036
馬車の車輪が止まり、クロの前に古びた港が現れた。
薄い朝霧の中、潮の匂いと腐った魚の臭気が鼻を突く。
そこにはクロだけではなかった。数十人、いや百人近くの人々が闇に潜み、息を潜めていた。
彼らの顔は痩せこけ、衣服は破れ、瞳は怯えと焦燥に濁っている。
泣きじゃくる子を抱きしめる母親。唯一残った荷を抱えしめる男。
皆、クロと同じだ――運命に追われ、ただ逃げるしか道のない者たち。
彼らの目的地はソララ。
西方に広がる三大強国のひとつであり、世界で最も豊かだと謳われる王国。
「そこへ辿り着けば、どんな乞食でも生まれ変われる」――そんな噂が人々を突き動かしていた。
だが罪人や亡命者にとって、ソララは賭けそのもの。
生きるか、海の藻屑となるか。
クロは包帯で覆われた拳を強く握りしめた。
痛みが骨の奥にまで響くが、その痛みが彼を現実へ引き戻す。
もう帰る場所はない。
ガク先生の言葉が脳裏で反響する。
――「お前が私に返すべきものは一つ。生き続けることだ。」
「見ろよ、またガキが一人…」
近くの連中が囁く。視線がクロに突き刺さる。疑い、敵意、侮蔑。
この場所で、孤独な子供はただの獲物に過ぎない。
だがクロは俯かなかった。
赤く充血した瞳で、ただ海の彼方を見据える。
胸の奥で恐怖が渦巻いても、それを上回るものがあった――生き残るという意思。
霧を裂くように、錆びついた汽笛が鳴り響く。
現れたのは朽ち果てた船。

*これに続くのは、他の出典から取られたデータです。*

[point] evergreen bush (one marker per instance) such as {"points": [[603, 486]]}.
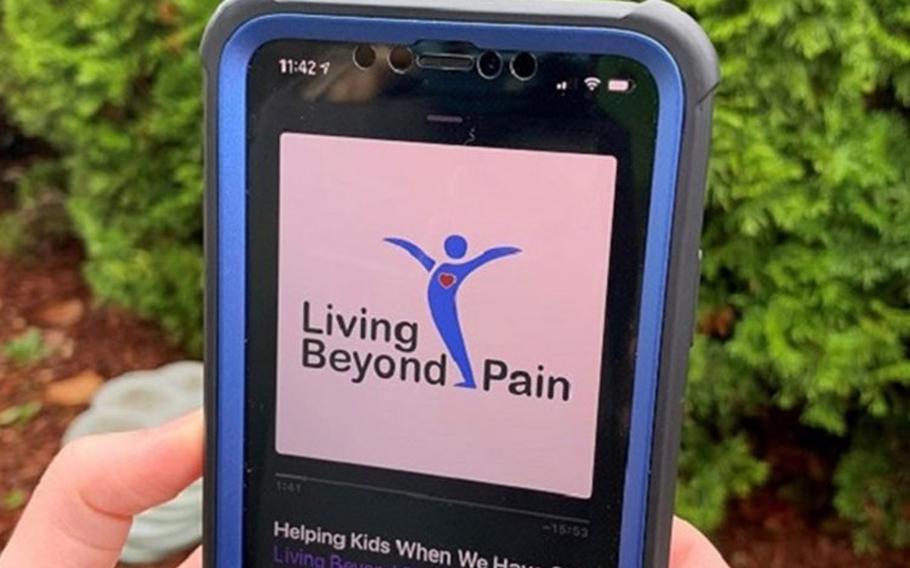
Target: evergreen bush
{"points": [[805, 301]]}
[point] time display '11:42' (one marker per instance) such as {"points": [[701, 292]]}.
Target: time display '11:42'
{"points": [[309, 67]]}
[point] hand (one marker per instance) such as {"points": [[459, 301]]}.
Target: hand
{"points": [[80, 513], [690, 549]]}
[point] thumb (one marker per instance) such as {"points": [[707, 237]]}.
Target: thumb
{"points": [[81, 511]]}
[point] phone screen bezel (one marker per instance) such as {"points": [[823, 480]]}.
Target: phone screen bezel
{"points": [[232, 244]]}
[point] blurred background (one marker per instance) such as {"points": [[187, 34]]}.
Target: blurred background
{"points": [[796, 448]]}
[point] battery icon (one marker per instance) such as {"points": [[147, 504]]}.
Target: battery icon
{"points": [[620, 85]]}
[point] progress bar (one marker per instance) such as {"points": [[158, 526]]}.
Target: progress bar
{"points": [[426, 497]]}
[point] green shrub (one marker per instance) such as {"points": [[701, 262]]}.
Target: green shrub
{"points": [[26, 348], [805, 290], [115, 87], [807, 240], [39, 220]]}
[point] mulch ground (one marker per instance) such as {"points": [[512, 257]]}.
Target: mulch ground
{"points": [[48, 294]]}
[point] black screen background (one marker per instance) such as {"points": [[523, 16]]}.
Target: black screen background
{"points": [[504, 113]]}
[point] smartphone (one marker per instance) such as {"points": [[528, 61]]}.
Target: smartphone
{"points": [[452, 254]]}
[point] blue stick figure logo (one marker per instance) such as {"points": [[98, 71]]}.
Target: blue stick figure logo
{"points": [[445, 281]]}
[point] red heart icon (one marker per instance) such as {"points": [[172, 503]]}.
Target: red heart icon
{"points": [[446, 279]]}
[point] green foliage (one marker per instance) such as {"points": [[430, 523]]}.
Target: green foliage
{"points": [[873, 480], [27, 348], [807, 241], [115, 87], [14, 499], [39, 219], [20, 414]]}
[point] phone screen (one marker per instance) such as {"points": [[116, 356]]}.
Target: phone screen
{"points": [[444, 274]]}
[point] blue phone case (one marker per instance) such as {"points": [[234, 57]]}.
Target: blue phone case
{"points": [[659, 36]]}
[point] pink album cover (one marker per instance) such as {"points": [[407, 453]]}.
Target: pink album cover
{"points": [[441, 308]]}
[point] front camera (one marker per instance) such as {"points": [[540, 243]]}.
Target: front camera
{"points": [[401, 59], [523, 66], [364, 56], [489, 65]]}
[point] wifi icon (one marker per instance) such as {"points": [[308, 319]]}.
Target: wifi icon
{"points": [[592, 83]]}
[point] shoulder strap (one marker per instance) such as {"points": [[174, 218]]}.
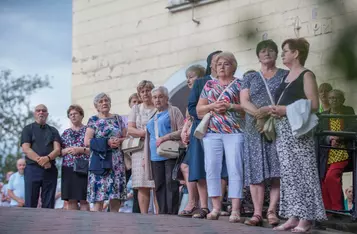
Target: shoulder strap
{"points": [[228, 86], [267, 88], [156, 127]]}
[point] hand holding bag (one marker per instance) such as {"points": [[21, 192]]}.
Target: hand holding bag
{"points": [[269, 126], [168, 149], [81, 166], [133, 144], [202, 127]]}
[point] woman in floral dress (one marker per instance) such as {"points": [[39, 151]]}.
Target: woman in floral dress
{"points": [[74, 185], [110, 186]]}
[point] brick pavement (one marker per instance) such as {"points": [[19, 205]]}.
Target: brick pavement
{"points": [[33, 221]]}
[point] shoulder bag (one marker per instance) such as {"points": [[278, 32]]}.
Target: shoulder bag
{"points": [[81, 166], [133, 144], [269, 126], [202, 127], [168, 149]]}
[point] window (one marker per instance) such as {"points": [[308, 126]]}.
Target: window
{"points": [[179, 5]]}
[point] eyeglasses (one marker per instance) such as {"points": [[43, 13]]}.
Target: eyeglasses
{"points": [[41, 110]]}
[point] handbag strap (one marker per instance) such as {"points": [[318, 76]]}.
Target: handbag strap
{"points": [[156, 127], [267, 88], [284, 91], [226, 89]]}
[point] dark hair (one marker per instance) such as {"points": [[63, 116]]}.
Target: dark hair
{"points": [[266, 44], [209, 60], [299, 44], [77, 108], [325, 87]]}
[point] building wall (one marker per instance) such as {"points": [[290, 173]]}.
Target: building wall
{"points": [[117, 43]]}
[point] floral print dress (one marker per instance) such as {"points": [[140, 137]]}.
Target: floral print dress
{"points": [[73, 138], [112, 185]]}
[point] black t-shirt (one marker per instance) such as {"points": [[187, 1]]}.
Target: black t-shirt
{"points": [[293, 92], [41, 138]]}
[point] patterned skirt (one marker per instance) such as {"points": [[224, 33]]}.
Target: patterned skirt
{"points": [[110, 186], [138, 172], [300, 191]]}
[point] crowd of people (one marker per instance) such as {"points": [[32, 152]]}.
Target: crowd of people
{"points": [[244, 137]]}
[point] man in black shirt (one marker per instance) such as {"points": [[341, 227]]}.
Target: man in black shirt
{"points": [[41, 144]]}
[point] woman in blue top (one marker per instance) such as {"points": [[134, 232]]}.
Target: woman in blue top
{"points": [[169, 126]]}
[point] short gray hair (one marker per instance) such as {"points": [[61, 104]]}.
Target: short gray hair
{"points": [[161, 89], [100, 96]]}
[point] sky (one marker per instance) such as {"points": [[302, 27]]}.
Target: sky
{"points": [[36, 38]]}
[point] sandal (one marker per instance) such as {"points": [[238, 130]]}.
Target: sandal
{"points": [[201, 213], [273, 220], [187, 213], [213, 215], [301, 230], [256, 220], [235, 217]]}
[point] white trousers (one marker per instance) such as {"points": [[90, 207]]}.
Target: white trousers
{"points": [[233, 146]]}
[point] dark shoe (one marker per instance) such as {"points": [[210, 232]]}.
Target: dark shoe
{"points": [[273, 220], [187, 213], [256, 220], [201, 214]]}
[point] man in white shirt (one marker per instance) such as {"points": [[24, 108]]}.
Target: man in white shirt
{"points": [[5, 199], [16, 186]]}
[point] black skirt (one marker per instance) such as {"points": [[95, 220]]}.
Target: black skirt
{"points": [[74, 185]]}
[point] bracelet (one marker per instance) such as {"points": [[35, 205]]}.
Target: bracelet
{"points": [[231, 107]]}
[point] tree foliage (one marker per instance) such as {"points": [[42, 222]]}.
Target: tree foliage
{"points": [[15, 113]]}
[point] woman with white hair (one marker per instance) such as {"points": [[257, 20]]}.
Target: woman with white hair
{"points": [[166, 125], [225, 134], [105, 131]]}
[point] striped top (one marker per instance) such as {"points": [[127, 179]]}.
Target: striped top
{"points": [[231, 121]]}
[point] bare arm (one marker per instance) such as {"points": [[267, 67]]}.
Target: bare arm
{"points": [[134, 132], [249, 107], [311, 90], [88, 136], [26, 148], [203, 107]]}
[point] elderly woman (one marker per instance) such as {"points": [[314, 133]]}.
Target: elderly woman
{"points": [[74, 183], [137, 120], [333, 162], [300, 196], [192, 73], [261, 163], [105, 132], [166, 125], [224, 134]]}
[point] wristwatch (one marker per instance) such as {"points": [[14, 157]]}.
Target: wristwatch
{"points": [[231, 107]]}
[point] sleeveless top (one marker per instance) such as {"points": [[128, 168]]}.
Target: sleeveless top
{"points": [[293, 92]]}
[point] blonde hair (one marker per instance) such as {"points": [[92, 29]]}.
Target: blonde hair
{"points": [[229, 57], [197, 69]]}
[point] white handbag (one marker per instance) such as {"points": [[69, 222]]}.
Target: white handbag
{"points": [[202, 127], [167, 149]]}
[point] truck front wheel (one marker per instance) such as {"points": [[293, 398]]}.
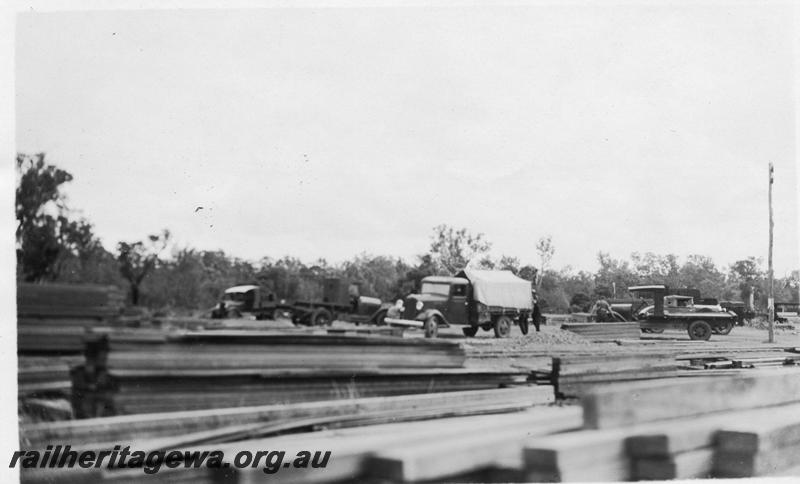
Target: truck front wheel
{"points": [[431, 327], [502, 327], [724, 329], [523, 323], [699, 330]]}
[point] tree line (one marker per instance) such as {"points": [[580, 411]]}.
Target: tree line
{"points": [[53, 245]]}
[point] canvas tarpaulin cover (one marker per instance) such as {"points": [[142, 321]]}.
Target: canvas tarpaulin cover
{"points": [[499, 288]]}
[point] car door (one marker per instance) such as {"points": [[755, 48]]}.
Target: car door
{"points": [[457, 305]]}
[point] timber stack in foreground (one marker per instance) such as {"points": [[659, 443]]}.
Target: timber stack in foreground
{"points": [[160, 372]]}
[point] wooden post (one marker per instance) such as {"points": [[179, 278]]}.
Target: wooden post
{"points": [[770, 296]]}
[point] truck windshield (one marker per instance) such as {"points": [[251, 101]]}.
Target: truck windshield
{"points": [[435, 288]]}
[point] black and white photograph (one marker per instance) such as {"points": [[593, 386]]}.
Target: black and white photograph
{"points": [[333, 241]]}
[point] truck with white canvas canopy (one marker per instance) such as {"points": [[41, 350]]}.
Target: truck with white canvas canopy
{"points": [[474, 299]]}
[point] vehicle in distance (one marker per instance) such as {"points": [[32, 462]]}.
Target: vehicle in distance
{"points": [[473, 299]]}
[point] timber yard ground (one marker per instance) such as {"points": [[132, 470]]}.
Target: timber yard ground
{"points": [[597, 402]]}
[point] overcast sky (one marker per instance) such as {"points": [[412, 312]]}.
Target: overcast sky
{"points": [[325, 132]]}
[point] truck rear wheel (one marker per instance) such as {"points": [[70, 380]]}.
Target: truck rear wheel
{"points": [[502, 327], [431, 327], [699, 330], [321, 317], [724, 329], [523, 323]]}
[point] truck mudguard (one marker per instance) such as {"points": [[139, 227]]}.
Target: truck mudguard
{"points": [[499, 288]]}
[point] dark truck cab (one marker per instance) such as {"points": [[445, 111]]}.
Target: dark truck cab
{"points": [[679, 312], [243, 299], [474, 299]]}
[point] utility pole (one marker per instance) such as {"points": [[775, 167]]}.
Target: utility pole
{"points": [[770, 296]]}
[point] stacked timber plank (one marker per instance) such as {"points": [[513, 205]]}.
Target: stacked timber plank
{"points": [[574, 375], [68, 301], [760, 446], [44, 387], [54, 318], [666, 429], [604, 331], [148, 372], [366, 431]]}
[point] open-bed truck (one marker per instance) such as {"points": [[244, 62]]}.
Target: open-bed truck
{"points": [[473, 299], [699, 323]]}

木は腐り、塗装は剥げ落ち、それはまるでこの港に集った亡者のようだった。
だが、それでも前に進むしかない。
群衆が一斉に動き出す。
怒号、泣き声、祈りが入り混じり、地獄のような喧騒が広がる。
クロは押し倒され、冷たい床に叩きつけられた。
「どけ、小僧! ここは遊び場じゃねぇ!」
大柄な男が怒鳴りつける。
クロは何も言わず、静かに立ち上がり、錆びた手すりに手をかけた。
一歩、また一歩と、運命の船へ足を踏み入れる。
夜が明けぬうちに、朽ちた帆が風を受け、船は動き出した。
黒い海を裂き、亡者を乗せた船はソララへと進む。
誰も、辿り着けるかどうかは知らない。
クロは船底の隅に身を丸め、膝を抱えた。
背後の故郷は地獄。
目の前の未来は蜃気楼。
心の奥で、彼はただひとつの言葉を繰り返す。
「先生……僕は生きる。何があっても……必ず、生き延びてみせる。」
荒れ狂う波、凍てつく風。
絶望に満ちた魂を詰め込んだ船は、闇の海へと沈み込むように消えていった。
それは、ひとりの少年の苛烈な亡命の旅路の始まりだった。